Why Observability Is the Most Underrated Engineering Skill
· 4 min read

If I could teach one skill to every engineer, it wouldn't be system design or algorithms. It would be observability. The ability to understand what a system is doing in production, right now, from the outside.
Most engineers treat observability as an afterthought. "We'll add logging later." "We'll set up dashboards when we have time." Then something breaks in production, and they're flying blind.
What Observability Actually Is
Observability is the ability to answer questions about your system's behavior without deploying new code. If you have to add a log statement, build, deploy, and wait for the issue to happen again, your system isn't observable.
The three pillars:
Logs: What happened, in sequence. Good for understanding specific events and error paths.
Metrics: What's happening right now, in aggregate. Good for detecting trends, anomalies, and the overall health of the system.
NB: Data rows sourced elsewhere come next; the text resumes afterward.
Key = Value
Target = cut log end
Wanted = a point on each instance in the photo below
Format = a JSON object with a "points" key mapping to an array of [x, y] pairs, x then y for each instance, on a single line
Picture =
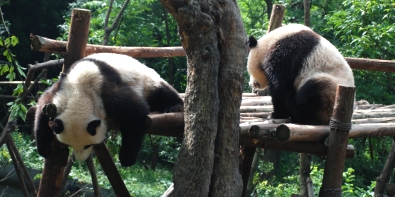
{"points": [[283, 133]]}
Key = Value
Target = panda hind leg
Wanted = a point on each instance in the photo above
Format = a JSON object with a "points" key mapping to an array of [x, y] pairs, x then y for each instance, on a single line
{"points": [[130, 112], [314, 101]]}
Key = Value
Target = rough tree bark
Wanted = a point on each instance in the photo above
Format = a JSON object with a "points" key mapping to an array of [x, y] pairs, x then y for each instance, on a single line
{"points": [[215, 43]]}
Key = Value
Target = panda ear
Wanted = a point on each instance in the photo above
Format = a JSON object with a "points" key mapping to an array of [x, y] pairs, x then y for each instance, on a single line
{"points": [[253, 42], [56, 126], [92, 127]]}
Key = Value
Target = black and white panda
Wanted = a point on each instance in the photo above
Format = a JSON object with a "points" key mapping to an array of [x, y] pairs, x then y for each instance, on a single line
{"points": [[302, 70], [99, 92]]}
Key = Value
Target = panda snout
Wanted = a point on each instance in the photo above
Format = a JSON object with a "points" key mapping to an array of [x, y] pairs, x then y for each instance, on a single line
{"points": [[56, 126], [92, 127]]}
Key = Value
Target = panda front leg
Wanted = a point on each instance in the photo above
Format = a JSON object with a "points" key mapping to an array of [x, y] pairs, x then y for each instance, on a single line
{"points": [[130, 112]]}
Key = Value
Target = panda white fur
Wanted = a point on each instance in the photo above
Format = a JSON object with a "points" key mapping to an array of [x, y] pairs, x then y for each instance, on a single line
{"points": [[98, 92], [302, 70]]}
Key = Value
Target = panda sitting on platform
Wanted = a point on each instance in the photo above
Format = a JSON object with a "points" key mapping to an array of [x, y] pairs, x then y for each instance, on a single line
{"points": [[302, 70], [99, 92]]}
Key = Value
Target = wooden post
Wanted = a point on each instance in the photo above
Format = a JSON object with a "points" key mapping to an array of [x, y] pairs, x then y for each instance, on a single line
{"points": [[110, 170], [78, 37], [337, 143], [276, 19], [53, 168]]}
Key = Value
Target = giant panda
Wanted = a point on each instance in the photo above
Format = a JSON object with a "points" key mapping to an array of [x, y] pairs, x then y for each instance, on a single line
{"points": [[99, 92], [302, 70]]}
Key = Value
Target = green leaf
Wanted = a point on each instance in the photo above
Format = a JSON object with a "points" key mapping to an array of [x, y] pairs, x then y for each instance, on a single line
{"points": [[14, 40]]}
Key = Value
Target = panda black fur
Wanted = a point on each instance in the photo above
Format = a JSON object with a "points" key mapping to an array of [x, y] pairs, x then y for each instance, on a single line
{"points": [[98, 92], [302, 70]]}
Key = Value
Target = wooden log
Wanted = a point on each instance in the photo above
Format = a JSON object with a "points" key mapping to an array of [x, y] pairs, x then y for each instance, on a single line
{"points": [[276, 17], [108, 166], [42, 44], [39, 43], [267, 108], [310, 188], [246, 158], [368, 106], [293, 132], [373, 120], [371, 64], [315, 148], [55, 164], [168, 124], [337, 142], [256, 114], [256, 102]]}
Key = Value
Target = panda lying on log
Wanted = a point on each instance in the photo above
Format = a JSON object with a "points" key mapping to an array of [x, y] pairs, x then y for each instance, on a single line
{"points": [[302, 70], [100, 92]]}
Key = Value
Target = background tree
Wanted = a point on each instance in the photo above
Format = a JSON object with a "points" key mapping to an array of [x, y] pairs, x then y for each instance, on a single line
{"points": [[215, 42]]}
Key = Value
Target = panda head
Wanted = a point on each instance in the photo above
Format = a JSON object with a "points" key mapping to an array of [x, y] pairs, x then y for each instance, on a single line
{"points": [[260, 52], [80, 131], [80, 120]]}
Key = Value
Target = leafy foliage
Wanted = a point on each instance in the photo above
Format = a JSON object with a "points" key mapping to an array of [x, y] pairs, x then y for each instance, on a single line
{"points": [[365, 29]]}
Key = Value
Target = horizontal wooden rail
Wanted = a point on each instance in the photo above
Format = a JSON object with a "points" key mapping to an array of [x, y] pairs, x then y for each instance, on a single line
{"points": [[43, 44], [39, 43]]}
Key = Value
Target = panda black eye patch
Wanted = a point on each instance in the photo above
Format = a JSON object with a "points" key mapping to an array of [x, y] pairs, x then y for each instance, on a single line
{"points": [[92, 127], [56, 126], [87, 146]]}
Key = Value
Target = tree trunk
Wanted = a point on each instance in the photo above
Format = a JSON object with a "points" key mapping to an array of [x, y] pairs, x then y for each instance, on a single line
{"points": [[304, 173], [215, 43]]}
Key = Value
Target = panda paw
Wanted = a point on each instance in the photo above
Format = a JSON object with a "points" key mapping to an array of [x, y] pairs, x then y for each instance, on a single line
{"points": [[175, 108]]}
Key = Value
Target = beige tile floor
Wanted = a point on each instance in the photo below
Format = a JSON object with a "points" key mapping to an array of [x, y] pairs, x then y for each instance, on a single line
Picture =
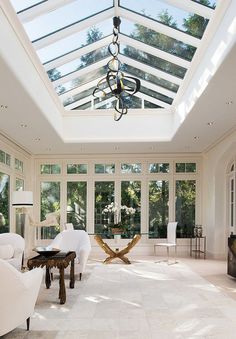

Traces: How a single request flowed through the system. Good for understanding latency, dependencies, and failure propagation.
Why Most Logging Is Bad
// Bad: tells you nothing useful
logger.log("Error occurred")
// Bad: too verbose, drowns out signal
logger.log("Entering function loadFeed")
logger.log("Fetched 47 items from API")
logger.log("Filtering items")
logger.log("Filtered to 42 items")
logger.log("Mapping items to UI models")
logger.log("Returning 42 UI models")
// Good: structured, contextual, actionable
logger.warn("Feed load failed", mapOf(
"userId" to userId,
"errorType" to error.javaClass.simpleName,
"errorMessage" to error.message,
"retryCount" to retryCount,
"networkType" to networkInfo.type
))Good logs answer: What happened? To whom? Under what conditions? Can we reproduce it?
The Metrics That Matter
I think about metrics in layers:
Business metrics: Revenue, DAU, retention. These tell you if the product is healthy.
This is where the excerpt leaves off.